5.4.09

Igreja da República do Amor


«Se em grande parte se não tivessem as igrejas transformado em repartições públicas ou se mais vivo fosse nos povos o amor de Deus, certamente estariam abertas dia e noite e a toda a gente acolheriam, fosse ela ou não a de seu próprio credo. (...) E destas (...) partiriam pontes (...) as que se lançam mais profunda e duradouramente de homem para homem, sem penas de ouro, ou clarins ou taças.
Portugueses de todo o mar, espanhóis de toda a terra, ingleses de toda a ilha, (...) com africanos, com indianos, com amarelos, poderiam ainda salvar o mundo e apontar-lhe caminhos do futuro, que mais estão no desenvolvimento interior do que no aparelhamento prático (...). A Igreja* Ecuménica, nós a poderíamos pregar melhor que ninguém, pois soubemos conviver, nos tempos que verdadeiramente foram nossos, com judeus e mouriscos, propusemos que budismo e cristianismo se fundissem, sonhámos templos shinto de ritual cristão; fomos do Espírito Santo muito mais do que de um Deus regendo ou de um Deus morrendo. A República* Universal, nós a poderíamos propugnar melhor que ninguém porque soubemos unir, também nos tempos nossos, de concelho a concelho, as diversidades do mundo. O Tudo para Todos, nós o poderíamos organizar melhor que ninguém, que essa foi nossa vida, quando a tínhamos, em plaino ou serra.
Sempre quando o tempo era nosso; quando era nossa a vida; quando o Rei não morrera. Mas o Rei está apenas oculto, na ilha de encantos que é cada um de nós, e espera que a ele nos submetamos para que surja e salve; basta que acorde na alma de um de nós, para que também desperte nas almas que se perdem de tristeza e de dó pelas aldeias da Península, pelas savanas de África, pelos palmares da Índia, pelas favelas de Paris ou pelas avenidas da Alemanha. Basta que num se erga; o Povo é ele e dele. Forças nenhumas se lhe poderão opor se ele próprio não provocar a batalha e se toda a sua coragem se concentrar, não em agredir, mas em se afirmar e em ser pacientemente, mas sem concessões, persistentemente, mas sem dureza, todo na tarefa, mas sem interesse seu, o guia que se espera, heróico e lúcido, ousado e calmo, aventureiro e lento. Todos em el-rei, el-rei em todos; e sem Rei nenhum, que o não precisamos para nada, pois o Rei o somos
Agostinho da Silva, Ensaios sobre Cultura e Literatura Portuguesa e Brasileira I

*«O termo Igreja pode designar reunião de pessoas, sem estar necessariamente associado a uma edificação ou a uma doutrina específica

A origem da República está na Roma Clássica
República - coisa pública
Pública - relativo ou pertencente ao povo
Assembleia - reunião de pessoas convocadas»

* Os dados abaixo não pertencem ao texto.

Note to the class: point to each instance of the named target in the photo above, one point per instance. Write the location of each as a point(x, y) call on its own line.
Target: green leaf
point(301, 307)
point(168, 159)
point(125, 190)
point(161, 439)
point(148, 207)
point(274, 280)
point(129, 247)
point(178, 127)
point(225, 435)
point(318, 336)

«(...) apontar-lhe caminhos do futuro, que mais estão no desenvolvimento interior do que no aparelhamento prático (...).»

Porém, sem que seja necessário dizer se é o interior ou o exterior o mais importante. Simplesmente por não existir interior sem exterior, e vice-versa. Simplesmente porque a todo o interior corresponde um exterior, ao qual urge ser (re)ligado, como se a si mesmo (exterior, como interior revelado).

«a Natureza não tem dentro
[tal como o Homem, ao sê-La - Alberto Caeiro]

Esse, será o núcleo do testemunho do sensacionismo e daquele que se apresenta como o Descobridor da Natureza, o Argonauta das sensações verdadeiras. Porque será o seu imediatismo, o que concederá ao homem, como poeta, a abolição da distância interposta entre ele e o real, como verdadeira terra-de-ninguém, ou terra queimada, possibilitando-lhe de novo construir com ele a perfeita união cognitiva e vivencial, que foi a de antes da queda na história.
E como saber experimental, em si trazendo toda a marca da tradição portuguesa, como saber de salvação (...).»